To solve this problem, we can use the principles of projectile motion and conservation of momentum.

Let's assume that the vertically launched projectile breaks into two fragments at its highest point. At this point, the vertical component of the velocity of both fragments is zero, and only the horizontal component of the velocity of the first fragment is known (400 m/s).

Since the second fragment has a mass of 4 kg, we need to find its horizontal velocity component. We can use the principle of conservation of momentum to determine this.

According to the principle of conservation of momentum, the total momentum before the explosion is equal to the total momentum after the explosion. Since the vertical component of the velocity is zero for both fragments, we only need to consider the horizontal component.

Let's denote the horizontal velocity component of the second fragment as v2. The horizontal velocity component of the first fragment is given as 400 m/s.

The total momentum before the explosion is the sum of the momentum of the first fragment (m1 * v1) and the momentum of the second fragment (m2 * v2), where m1 is the mass of the first fragment (1 kg) and m2 is the mass of the second fragment (4 kg).

The total momentum after the explosion is the sum of the momentum of the first fragment (m1 * v1) and the momentum of the second fragment (m2 * v2'), where v2' is the horizontal velocity component of the second fragment after the explosion.

Since the total momentum before and after the explosion is the same, we can write the following equation:

m1 * v1 + m2 * v2 = m1 * v1 + m2 * v2'

Simplifying the equation, we get:

m2 * v2 = m2 * v2'

Dividing both sides of the equation by m2, we get:

v2 = v2'

This means that the horizontal velocity component of the second fragment after the explosion is the same as its initial horizontal velocity component.

Now, let's find the time (t) at which the angle between the velocities of the two fragments is 90 degrees. We can use the fact that the angle between two vectors is 90 degrees when their dot product is zero.
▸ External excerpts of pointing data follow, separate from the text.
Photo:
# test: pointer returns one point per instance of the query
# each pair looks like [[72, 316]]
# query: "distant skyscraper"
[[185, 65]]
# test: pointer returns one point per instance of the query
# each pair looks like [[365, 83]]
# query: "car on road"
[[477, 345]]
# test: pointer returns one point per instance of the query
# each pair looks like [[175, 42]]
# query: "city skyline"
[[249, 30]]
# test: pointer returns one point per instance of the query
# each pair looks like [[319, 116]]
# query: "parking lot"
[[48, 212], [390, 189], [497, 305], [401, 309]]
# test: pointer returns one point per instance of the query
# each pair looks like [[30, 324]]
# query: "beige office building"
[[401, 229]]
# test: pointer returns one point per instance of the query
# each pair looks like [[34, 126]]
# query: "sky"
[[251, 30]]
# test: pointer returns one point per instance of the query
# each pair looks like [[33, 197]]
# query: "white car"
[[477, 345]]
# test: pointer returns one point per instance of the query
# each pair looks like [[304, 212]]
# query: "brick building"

The dot product of two vectors is given by the product of their magnitudes and the cosine of the angle between them. In this case, the magnitudes of the velocities of the two fragments are v1 and v2, and the angle between them is 90 degrees.

Therefore, we can write the following equation:

v1 * v2 * cos(90) = 0

Since cos(90) = 0, the equation simplifies to:

v1 * v2 = 0

Substituting the values of v1 (400 m/s) and v2 (v2'), we get:

400 * v2' = 0

Since v2' is the horizontal velocity component of the second fragment after the explosion, we can conclude that it must be zero for the dot product to be zero.

Therefore, the time (t) at which the angle between the velocities of the two fragments is 90 degrees is the time it takes for the second fragment to come to a stop horizontally.

To find this time, we can use the equation of motion for horizontal motion:

s = ut + (1/2)at^2

where s is the displacement, u is the initial velocity, a is the acceleration, and t is the time.

In this case, the displacement (s) is the distance traveled horizontally by the second fragment (which is zero), the initial velocity (u) is the horizontal velocity component of the second fragment (v2'), the acceleration (a) is zero (since we are neglecting air resistance), and we need to find the time (t).

The equation simplifies to:

0 = v2' * t + (1/2) * 0 * t^2

Since the acceleration is zero, the equation becomes:

0 = v2' * t

Since we know that v2' = 0, the equation simplifies to:

0 = 0 * t

This equation is satisfied for any value of t.

Therefore, the time (t) at which the angle between the velocities of the two fragments is 90 degrees is not determined by the given information. It can be any value.

In conclusion, the time (t) at which the angle between the velocities of the two fragments is 90 degrees is not determined by the given information. It can be any value.

Note: The given information does not provide enough information to determine the time (t) at which the angle between the velocities of the two fragments is 90 degrees.